Sony’s GSN Games has a pretty big idea that it’s letting out of the bag today. The prize game company’s Sparcade app will let you play classic arcade games like Pac-Man and Tetris on mobile devices and allow you to win real money in contests of skill with your peers.
GSN figures that this kind of skill-based gaming, where you can wager some money against a friend in a duel, is legal in about 40 states. Fanduel and Draftkings thought they had that right as well, but a bunch of states came after the fantasy sports companies and classified them as illegal gambling. But GSN believes that the games it is using are clearly games of skill.
The other difference is that these are games people really want to play.
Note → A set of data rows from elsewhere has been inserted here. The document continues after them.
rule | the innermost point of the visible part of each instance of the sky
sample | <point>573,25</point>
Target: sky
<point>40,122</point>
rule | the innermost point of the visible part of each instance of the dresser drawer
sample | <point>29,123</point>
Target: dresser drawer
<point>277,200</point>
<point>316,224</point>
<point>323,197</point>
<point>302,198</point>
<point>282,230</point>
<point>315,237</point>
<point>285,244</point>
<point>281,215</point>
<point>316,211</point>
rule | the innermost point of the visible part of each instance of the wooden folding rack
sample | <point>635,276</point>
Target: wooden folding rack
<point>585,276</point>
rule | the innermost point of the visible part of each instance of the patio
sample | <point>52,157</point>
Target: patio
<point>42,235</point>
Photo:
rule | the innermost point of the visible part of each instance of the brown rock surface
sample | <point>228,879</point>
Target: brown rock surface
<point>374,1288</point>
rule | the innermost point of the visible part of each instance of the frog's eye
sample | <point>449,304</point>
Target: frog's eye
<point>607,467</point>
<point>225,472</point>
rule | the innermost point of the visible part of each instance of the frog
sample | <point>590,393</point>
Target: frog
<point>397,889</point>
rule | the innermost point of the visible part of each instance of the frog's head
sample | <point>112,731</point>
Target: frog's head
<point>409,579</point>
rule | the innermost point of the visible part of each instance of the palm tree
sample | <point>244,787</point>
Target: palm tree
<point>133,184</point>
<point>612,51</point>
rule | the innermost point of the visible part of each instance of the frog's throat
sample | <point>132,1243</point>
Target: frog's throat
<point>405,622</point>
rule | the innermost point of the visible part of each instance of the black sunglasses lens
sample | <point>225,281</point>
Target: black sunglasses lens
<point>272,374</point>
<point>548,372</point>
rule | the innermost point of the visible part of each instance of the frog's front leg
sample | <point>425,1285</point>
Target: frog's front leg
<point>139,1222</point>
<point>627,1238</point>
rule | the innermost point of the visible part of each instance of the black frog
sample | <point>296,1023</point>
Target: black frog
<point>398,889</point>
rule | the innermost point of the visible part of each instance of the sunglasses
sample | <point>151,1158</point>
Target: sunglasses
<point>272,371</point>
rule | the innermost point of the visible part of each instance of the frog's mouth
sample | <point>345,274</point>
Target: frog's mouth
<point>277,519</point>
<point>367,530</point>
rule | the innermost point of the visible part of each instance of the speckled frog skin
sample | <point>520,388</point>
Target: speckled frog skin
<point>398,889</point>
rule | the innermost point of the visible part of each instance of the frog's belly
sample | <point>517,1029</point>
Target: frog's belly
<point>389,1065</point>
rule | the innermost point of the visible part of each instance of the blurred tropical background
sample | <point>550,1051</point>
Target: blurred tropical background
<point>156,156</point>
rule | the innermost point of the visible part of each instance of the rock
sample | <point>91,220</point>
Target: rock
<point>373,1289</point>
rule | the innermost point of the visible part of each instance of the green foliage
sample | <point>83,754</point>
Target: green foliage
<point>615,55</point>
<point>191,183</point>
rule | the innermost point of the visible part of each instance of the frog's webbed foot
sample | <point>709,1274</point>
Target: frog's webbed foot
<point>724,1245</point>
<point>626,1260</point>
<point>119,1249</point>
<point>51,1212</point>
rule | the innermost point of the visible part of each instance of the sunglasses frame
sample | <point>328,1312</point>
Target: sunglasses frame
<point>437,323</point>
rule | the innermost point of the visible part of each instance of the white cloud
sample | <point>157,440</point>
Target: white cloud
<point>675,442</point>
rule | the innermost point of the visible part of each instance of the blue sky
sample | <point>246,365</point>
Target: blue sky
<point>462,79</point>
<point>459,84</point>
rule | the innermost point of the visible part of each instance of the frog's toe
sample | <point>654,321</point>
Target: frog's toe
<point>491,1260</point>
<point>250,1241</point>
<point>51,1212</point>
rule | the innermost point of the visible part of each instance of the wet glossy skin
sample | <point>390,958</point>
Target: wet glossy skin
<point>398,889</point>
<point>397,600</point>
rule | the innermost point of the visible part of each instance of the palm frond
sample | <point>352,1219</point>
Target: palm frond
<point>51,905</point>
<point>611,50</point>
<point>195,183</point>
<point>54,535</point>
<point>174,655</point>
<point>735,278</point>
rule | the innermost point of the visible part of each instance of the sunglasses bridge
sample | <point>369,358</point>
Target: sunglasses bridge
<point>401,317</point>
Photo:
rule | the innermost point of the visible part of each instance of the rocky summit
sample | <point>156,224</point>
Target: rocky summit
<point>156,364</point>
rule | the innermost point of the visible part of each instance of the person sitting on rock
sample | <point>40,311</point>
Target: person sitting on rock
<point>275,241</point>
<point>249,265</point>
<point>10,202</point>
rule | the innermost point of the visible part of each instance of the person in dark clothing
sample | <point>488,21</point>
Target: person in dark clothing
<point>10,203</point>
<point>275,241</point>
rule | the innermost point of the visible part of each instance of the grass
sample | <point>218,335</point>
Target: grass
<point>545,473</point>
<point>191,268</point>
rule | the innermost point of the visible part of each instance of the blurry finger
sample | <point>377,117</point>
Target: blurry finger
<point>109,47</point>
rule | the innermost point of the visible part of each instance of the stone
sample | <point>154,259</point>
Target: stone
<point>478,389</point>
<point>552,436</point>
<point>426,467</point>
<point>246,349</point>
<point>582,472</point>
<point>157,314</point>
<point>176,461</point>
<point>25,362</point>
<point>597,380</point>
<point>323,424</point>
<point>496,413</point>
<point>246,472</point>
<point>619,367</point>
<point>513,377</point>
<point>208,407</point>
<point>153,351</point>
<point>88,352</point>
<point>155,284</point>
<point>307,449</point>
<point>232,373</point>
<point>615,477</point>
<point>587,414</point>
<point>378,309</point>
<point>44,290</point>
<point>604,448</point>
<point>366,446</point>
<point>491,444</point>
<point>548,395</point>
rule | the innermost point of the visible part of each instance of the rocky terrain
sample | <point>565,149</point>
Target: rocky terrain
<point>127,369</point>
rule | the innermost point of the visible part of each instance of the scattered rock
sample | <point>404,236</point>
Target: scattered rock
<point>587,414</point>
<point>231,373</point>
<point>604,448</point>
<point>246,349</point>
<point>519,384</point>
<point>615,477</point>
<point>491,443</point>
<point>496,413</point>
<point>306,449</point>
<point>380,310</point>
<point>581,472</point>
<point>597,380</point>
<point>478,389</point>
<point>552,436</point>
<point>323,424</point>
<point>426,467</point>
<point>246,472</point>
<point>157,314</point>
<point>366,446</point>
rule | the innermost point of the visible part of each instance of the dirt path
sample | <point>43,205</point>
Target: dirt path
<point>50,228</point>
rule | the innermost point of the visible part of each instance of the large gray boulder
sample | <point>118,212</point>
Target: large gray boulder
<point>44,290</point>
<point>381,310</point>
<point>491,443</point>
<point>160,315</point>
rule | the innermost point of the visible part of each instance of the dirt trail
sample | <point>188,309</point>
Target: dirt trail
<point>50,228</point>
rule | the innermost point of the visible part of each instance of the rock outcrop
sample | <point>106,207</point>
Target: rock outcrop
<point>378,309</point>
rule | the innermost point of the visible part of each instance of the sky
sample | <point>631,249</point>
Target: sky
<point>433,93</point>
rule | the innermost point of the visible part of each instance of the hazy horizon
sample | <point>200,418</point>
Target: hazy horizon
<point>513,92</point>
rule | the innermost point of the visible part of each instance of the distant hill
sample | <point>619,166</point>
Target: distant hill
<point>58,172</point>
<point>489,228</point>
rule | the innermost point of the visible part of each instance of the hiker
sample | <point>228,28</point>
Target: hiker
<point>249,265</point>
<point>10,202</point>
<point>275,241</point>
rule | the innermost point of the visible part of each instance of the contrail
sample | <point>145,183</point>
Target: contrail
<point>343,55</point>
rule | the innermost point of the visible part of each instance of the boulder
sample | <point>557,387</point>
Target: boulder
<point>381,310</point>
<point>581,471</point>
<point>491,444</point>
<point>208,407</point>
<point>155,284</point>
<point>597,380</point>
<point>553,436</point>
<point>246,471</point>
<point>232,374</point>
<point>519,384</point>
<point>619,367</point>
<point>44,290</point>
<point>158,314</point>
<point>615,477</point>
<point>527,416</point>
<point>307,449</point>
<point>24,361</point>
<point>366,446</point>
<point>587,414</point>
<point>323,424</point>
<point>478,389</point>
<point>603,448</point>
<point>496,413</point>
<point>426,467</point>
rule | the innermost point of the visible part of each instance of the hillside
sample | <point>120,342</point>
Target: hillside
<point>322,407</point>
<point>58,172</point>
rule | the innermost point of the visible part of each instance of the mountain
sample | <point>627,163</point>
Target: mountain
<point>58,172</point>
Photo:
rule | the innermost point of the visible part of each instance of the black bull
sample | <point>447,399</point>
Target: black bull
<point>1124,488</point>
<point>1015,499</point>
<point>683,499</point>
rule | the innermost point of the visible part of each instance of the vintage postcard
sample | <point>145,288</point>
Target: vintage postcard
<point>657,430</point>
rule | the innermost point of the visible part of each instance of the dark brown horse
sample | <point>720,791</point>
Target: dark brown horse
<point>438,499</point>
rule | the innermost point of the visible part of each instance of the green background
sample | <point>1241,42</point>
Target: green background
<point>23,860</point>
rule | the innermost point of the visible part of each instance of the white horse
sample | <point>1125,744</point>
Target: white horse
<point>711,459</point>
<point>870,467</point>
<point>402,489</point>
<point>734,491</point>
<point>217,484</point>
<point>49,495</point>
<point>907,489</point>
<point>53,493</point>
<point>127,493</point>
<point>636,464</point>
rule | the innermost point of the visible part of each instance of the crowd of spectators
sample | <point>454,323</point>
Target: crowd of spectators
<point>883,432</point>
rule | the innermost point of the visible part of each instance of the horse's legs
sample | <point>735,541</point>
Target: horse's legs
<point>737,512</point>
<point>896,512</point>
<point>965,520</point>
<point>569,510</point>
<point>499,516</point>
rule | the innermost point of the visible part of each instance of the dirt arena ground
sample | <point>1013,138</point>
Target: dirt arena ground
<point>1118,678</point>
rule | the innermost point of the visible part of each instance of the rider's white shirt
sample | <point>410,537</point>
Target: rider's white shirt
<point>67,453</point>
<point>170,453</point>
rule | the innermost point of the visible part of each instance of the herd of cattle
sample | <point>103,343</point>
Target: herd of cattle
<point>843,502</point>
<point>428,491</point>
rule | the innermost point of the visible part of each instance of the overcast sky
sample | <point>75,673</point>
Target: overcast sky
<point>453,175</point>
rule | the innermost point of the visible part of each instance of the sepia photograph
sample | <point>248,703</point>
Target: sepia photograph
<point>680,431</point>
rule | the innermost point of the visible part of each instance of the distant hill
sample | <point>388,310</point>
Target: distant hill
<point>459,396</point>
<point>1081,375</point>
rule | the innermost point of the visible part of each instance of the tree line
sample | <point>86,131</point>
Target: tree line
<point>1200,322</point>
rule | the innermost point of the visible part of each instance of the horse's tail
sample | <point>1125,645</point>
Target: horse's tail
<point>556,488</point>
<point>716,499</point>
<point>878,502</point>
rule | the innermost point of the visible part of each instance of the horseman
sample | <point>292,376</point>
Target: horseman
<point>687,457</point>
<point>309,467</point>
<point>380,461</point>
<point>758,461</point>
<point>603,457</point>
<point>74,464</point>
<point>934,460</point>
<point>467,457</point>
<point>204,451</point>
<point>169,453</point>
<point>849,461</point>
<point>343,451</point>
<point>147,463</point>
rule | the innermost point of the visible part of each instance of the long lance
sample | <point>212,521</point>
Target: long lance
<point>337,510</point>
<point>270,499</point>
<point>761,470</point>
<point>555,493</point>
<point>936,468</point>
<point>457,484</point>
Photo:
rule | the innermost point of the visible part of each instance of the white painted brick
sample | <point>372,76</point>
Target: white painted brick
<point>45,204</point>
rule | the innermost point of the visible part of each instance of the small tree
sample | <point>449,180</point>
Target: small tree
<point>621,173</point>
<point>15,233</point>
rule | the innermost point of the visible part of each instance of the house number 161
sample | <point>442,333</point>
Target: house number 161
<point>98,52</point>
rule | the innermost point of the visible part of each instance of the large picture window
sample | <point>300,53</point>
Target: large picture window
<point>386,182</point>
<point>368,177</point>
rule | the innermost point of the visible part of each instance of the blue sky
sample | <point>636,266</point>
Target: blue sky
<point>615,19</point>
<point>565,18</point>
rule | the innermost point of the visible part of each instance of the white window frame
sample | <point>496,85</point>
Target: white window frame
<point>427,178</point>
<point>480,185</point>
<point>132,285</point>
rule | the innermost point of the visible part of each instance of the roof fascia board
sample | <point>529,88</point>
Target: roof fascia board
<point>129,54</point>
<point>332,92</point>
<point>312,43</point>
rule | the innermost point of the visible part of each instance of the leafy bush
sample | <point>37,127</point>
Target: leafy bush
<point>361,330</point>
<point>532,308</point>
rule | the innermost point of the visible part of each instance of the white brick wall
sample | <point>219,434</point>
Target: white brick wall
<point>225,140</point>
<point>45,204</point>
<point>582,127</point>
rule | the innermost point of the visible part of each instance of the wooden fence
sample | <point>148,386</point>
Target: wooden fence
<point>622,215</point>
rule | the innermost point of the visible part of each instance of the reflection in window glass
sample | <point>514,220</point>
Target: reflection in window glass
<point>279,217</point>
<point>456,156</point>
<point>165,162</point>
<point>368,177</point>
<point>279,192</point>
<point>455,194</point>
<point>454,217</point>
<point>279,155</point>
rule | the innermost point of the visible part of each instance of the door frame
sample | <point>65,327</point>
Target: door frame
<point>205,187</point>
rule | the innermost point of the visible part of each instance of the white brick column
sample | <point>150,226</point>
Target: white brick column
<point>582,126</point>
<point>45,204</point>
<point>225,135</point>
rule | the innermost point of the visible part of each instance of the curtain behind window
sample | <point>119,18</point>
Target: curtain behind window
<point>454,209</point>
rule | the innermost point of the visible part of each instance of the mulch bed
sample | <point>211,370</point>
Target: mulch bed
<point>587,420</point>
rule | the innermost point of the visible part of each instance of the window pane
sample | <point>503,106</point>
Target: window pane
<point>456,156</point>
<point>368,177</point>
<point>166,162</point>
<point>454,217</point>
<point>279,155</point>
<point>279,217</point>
GSN has struck licensing deals with Electronic Arts and Blue Planet Software for Tetris, Hasbro for Scrabble, and Bandai Namco for Pac-Man. More deals will come later.
The face behind this project is a familiar one to me. Greg Canessa, senior vice president and general manager of Sparcade at GSN Games, told me about Sparcade in an interview. A veteran of Microsoft Xbox Live Arcade, PopCap, and Activision mobile, Canessa joined GSN 2.5 years ago.
“It’s not often to be able to work on a completely new ecosystem, but I think we are onto something big here,” Canessa said. “It’s a transformative opportunity within mobile. It creates a new business model in the app store around competitive games for money.”
Sparcade is a new app and gaming community, and it’s an alternative to the free-to-play model where a lot of companies are struggling. Sparcade is setting itself apart from other efforts by concentrating on getting the world’s most popular games. Those include Pac-Man, Tetris, Scrabble, and GSN’s own Solitaire TriPeaks. They have all been redesigned to add a new level of competition.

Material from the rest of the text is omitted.